Here is an exam I gave in 1999, to give you some idea of what to expect. Here are the solutions, but please do the problems before looking at the solutions. Note that we have covered more material; in particular, that exam only covered through the chain rule. You are also responsible for the rest of the material in chapter 3, including the derivatives of the six trigonometric functions, inverse trigonometric functions, the logarithm, and implicit differentiation.
Here are some more problems you can use to help you review. Here are the solutions, but again, don't look at them until you have fully worked out each problem or you won't learn anything. Really.

Results: As you can see from the grade distribution below, there are two distinct populations of students: a large group who mostly seems to be getting it (about 60% of the class), and another large group that is having a lot of trouble. If you are in the group in trouble (that is, you got less than 50 on the exam), you need to take steps to improve your understanding, or you will not pass the class. Your TAs and lecturers are willing to help, but clearly you are not approaching the class material effectively.

 low score: 0 mean: 55.1 median: 56.5 high score: 100
85-100 A-, A
70-84.5 B-, B, B+
50-69.5 C, C+
40-49.5 C-
20-39.5 D, D+
0-19.5 F

For your enjoyment, here is one version of the exam, and a set of solutions to it. Also, here is the other one, and the solutions for that one.

• The final exam will be at 11 am on Wednesday, December 15. The specific locations are listed below.

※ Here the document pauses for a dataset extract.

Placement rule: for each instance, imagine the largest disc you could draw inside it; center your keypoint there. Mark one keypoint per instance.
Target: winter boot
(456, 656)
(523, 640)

For the final, you may bring with you an index card with whatever you want written on it, provided that the card is entirely handwritten (no photocopies or printouts allowed), that your name is written legibly on the card, the card is no larger than 8.5" by 5.5", and that you turn the card in along with your exam. Students using notes that don't meet these specifications will have the notes and the exam confiscated and will be charged with academic dishonesty. Note that the "index card" can be half a sheet of ordinary paper. No calculators will be allowed.

Locations for the exam:

SectionTALocation
R1 (M 9:35) Beck Old Engineering 145
R2 (Th 12:50) Shah Javits 100
R3 (Tu 2:20) Hitron Old Engineering 145
R4 (Th 5:20) Liu Javits 103
R5 (M 11:45) Robles-Llana Javits 100
R6 (Th 2:20) Shah Javits 100
R7 (Th 5:20) Hu Javits 101
R8 (F 9:35)Roberts Old Engineering 143
R9 (Th 2:20)Liu Javits 109
R10 (W 9:35) Beck Old Engineering 145
SectionTALocation
R11 (W 11:45)Robles-Llana Javits 100
R12 (F 11:45)Xu Javits 105
R13 (M 5:20)Chen Javits 100
R15 (W 8:30)Roberts Old Engineering 143
R16 (Th 2:20) Hitron Old Engineering 143
R17 (M 5:20) An Javits 100
R19 (M 11:45) Xu Javits 105
R20 (Tu 9:50) Hu Javits 101
ELC3 (MW 6:50)Friedman Javits 100

Here are some review problems, and solutions to most of them. Also, here is a copy of the final I gave in 1999. Keep in mind that the presence of multiple choice problems on that exam doesn't imply there will be multiple choice on this year's model. Solutions will show up here around Dec 12 or 13.

Note also that the first two exams, as well as solutions, are posted above on this page. Solutions to most of the homework sets are on the homework page.

There will be a review session on Monday, Dec 13, from 5-7:30pm in Heavy Engineering 201. There will be a second session Tuesday, Dec 12 from 1-2pm in Math P-131.